A estimativa é de que o estudo custe em torno de R$ 50 mil, mas ainda terá que ser licitado. Segundo Agostinho, até a tarde de ontem nem o secretário de Obras, Sidnei Rodrigues, havia sido informado de sua decisão em torno do laudo.
“Esse documento vai nos dizer onde e como as lâmpadas estão instaladas, quais os tipos de lâmpadas utilizadas em cada ponto, a idade útil delas, quantas estão queimadas, quantas, indevidamente, ficam acesas durante o dia. Enfim, tudo o que está fora da especificação”, exemplifica.
Provocada pela Justiça Federal, a CPFL já se manifestou que tem condições de disponibilizar à prefeitura o mapeamento dos ativos de iluminação pública, acompanhado de georreferenciamento.
Segundo Rodrigo Agostinho, porém, o material que será fornecido pela concessionária não satisfaz a necessidade do poder público municipal.
Blindagem
Ponto positivo em favor do governo municipal é a liminar favorável concedida pelo Tribunal Regional Federal (TRF) na ação em que a prefeitura tenta se livrar da responsabilidade de gerenciamento dos ativos da iluminação pública. O julgamento definitivo, contudo, pode derrubar a decisão que, atualmente, está em vigor, já contestada pela Aneel.
Agora, Prefeitura de Bauru cogita fazer Parceria Público-Privada
Aos 40 minutos do segundo tempo, o prefeito Rodrigo Agostinho (PMDB) cogita alterar a forma de contratação de empresas para gerenciar e operar a manutenção do parque de iluminação pública de Bauru. Agora, ele avalia recorrer a uma Parceria Público- Privada (PPP).

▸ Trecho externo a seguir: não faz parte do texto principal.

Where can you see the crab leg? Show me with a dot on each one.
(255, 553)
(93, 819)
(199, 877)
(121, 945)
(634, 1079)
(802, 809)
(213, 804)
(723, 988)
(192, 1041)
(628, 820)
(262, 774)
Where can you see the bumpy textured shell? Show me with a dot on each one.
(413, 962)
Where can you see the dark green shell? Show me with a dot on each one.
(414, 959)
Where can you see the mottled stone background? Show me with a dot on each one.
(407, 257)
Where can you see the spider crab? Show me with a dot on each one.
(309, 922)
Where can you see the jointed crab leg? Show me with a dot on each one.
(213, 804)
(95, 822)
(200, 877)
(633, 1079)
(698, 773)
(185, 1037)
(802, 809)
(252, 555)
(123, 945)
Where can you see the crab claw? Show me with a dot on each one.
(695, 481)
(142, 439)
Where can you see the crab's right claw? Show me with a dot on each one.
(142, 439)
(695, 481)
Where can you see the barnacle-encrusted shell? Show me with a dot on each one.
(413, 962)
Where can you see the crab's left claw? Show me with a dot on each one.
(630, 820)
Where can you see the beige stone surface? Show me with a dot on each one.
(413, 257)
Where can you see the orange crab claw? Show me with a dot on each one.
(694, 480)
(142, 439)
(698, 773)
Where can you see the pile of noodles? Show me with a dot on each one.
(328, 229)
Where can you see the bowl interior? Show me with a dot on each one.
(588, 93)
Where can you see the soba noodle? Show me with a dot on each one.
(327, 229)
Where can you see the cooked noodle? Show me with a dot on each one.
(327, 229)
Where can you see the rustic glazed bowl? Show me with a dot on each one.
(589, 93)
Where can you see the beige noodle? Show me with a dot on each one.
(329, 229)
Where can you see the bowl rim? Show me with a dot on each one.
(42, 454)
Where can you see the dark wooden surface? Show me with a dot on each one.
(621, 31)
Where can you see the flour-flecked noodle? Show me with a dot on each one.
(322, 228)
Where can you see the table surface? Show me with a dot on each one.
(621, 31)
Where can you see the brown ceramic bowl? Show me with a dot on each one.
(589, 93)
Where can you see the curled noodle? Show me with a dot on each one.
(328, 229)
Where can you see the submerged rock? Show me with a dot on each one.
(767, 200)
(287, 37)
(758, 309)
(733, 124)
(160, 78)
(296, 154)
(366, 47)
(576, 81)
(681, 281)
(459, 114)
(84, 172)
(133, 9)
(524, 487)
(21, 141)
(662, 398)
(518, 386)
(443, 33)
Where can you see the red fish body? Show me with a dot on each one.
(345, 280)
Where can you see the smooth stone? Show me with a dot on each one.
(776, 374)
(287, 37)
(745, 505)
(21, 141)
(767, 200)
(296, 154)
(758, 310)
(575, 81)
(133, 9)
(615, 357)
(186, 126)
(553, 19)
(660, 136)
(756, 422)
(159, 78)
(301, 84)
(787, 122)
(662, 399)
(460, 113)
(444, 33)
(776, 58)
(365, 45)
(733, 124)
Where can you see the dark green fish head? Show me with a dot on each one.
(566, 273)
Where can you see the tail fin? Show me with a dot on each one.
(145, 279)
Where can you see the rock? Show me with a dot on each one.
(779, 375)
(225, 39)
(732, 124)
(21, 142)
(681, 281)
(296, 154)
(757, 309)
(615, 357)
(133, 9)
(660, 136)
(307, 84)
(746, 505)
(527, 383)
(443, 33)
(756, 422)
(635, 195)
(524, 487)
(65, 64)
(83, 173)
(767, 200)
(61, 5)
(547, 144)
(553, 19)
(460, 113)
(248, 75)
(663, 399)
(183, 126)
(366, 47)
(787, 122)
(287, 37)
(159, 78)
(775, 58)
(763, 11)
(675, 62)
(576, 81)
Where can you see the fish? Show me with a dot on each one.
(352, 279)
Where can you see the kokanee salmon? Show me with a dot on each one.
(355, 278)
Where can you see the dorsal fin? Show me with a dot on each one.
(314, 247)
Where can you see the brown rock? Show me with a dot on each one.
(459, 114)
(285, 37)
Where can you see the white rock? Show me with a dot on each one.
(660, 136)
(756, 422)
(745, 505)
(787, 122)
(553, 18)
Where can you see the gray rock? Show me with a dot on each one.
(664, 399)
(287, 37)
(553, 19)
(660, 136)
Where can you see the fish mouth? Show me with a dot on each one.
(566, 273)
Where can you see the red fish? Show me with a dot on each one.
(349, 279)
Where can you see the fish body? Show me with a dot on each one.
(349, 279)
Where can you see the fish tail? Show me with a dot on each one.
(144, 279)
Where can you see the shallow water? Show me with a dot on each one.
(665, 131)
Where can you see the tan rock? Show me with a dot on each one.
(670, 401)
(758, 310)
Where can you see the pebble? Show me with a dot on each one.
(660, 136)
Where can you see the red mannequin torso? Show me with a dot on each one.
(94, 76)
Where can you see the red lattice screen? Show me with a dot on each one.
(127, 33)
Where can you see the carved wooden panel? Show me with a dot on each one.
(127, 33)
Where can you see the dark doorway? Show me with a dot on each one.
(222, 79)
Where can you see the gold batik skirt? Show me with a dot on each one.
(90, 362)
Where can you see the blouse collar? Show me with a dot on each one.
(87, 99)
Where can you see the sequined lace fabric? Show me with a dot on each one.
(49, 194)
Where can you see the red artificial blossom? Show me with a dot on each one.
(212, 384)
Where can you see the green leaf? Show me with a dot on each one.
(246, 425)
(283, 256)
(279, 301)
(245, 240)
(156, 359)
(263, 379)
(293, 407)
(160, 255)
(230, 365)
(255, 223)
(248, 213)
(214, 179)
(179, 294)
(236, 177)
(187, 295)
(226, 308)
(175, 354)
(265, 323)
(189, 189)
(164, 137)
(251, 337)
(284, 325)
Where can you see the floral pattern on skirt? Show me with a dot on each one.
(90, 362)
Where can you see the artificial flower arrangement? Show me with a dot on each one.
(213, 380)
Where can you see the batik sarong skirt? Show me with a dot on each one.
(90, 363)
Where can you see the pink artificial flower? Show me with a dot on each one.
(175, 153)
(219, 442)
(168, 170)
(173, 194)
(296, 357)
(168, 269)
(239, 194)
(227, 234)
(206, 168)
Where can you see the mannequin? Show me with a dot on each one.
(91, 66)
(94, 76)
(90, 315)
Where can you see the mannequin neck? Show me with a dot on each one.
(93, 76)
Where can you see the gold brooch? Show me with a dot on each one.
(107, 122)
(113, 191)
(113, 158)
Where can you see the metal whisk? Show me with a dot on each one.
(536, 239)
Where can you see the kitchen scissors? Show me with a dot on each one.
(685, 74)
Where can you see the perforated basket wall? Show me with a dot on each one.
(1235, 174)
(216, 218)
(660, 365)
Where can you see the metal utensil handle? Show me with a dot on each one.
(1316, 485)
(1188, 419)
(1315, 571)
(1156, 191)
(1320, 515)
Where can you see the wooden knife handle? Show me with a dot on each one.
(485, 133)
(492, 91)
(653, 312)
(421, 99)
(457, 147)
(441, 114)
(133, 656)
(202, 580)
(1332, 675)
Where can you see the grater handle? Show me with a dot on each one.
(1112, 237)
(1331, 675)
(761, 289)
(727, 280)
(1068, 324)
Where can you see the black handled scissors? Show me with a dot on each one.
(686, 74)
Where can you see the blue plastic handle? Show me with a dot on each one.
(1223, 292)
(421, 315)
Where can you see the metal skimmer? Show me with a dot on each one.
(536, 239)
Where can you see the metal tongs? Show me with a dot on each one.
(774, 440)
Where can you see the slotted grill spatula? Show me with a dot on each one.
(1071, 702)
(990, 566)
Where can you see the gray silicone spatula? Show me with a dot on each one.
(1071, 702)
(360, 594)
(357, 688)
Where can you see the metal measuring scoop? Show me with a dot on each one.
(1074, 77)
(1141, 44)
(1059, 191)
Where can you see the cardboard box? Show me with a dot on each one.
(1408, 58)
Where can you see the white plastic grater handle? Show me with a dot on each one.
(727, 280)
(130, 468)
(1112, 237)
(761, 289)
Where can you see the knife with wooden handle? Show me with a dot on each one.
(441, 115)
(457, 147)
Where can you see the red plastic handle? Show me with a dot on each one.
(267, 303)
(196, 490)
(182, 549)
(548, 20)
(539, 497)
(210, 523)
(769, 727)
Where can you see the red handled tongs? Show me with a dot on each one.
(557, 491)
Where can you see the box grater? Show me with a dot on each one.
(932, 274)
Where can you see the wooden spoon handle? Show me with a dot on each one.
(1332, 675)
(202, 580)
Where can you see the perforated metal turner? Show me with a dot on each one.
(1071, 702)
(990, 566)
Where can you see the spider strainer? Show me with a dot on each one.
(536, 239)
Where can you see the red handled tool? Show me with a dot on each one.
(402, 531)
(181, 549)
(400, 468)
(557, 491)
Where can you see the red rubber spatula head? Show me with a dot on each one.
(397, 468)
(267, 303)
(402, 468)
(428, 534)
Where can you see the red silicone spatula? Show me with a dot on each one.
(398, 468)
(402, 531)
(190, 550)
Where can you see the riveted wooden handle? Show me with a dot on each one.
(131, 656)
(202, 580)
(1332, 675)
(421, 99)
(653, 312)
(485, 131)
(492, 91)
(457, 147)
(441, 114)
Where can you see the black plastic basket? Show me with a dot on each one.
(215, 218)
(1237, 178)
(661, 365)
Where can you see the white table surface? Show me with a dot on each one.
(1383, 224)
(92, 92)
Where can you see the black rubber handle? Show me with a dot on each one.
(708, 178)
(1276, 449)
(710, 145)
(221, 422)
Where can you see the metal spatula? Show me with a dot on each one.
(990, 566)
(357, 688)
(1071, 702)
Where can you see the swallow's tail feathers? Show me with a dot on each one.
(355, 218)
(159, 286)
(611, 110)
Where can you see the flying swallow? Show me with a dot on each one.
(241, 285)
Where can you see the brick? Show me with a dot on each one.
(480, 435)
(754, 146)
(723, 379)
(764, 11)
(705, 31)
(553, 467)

O modelo, diferentemente do tradicional, estipula contrato de longo prazo, por meio do qual as empresas se comprometem a injetar altos valores em investimentos no setor, que podem ser recuperados nos anos subsequentes. “É uma oportunidade para que, em dois ou três anos, a cidade consiga substituir integralmente as lâmpadas da iluminação pública por outras de LED, que são muito mais eficientes. Mas isso é só um estudo”, pontua o prefeito, aparentemente ignorando o curto prazo que o município terá para assumir a responsabilidade de controlar o setor.
Rodrigo diz que, inicialmente, considerava que uma PPP não seria vantajosa para o poder público, mas mudou de ideia porque as empresas fabricantes de lâmpadas estão interessadas em participar das concorrências municipais para o gerenciamento da iluminação pública.
“Isso é muito bom porque os preços devem cair. As fabricantes instalando tiram da jogadas as empresas que teriam que comprar as lâmpadas, o que já encareceria o serviço”, explica.
Segundo o prefeito, a Contribuição de Iluminação Pública (CIP) poderia custear a PPP, o que dá margem para possíveis aumentos na taxa municipal embutida nas contas domésticas de energia.
Apertado
Um processo licitatório na Prefeitura de Bauru pode durar alguns meses. A contratação do laudo e a execução do estudo dificilmente se concretizarão até o prazo em que os municípios serão obrigados a assumir os ativos. Até um novo processo de concorrência ser finalizado para a escolha da empresa que gerenciará o parque de iluminação pública, a cidade pode enfrentar período de “apagão” na manutenção de pontos de luz, já que a CPFL deixará, efetivamente, de prestar esse tipo de serviço. Rodrigo Agostinho garante, porém, não estar preocupado com prazos. “Quero apenas garantir a qualidade no serviço que a gente for prestar futuramente”, tergiversa.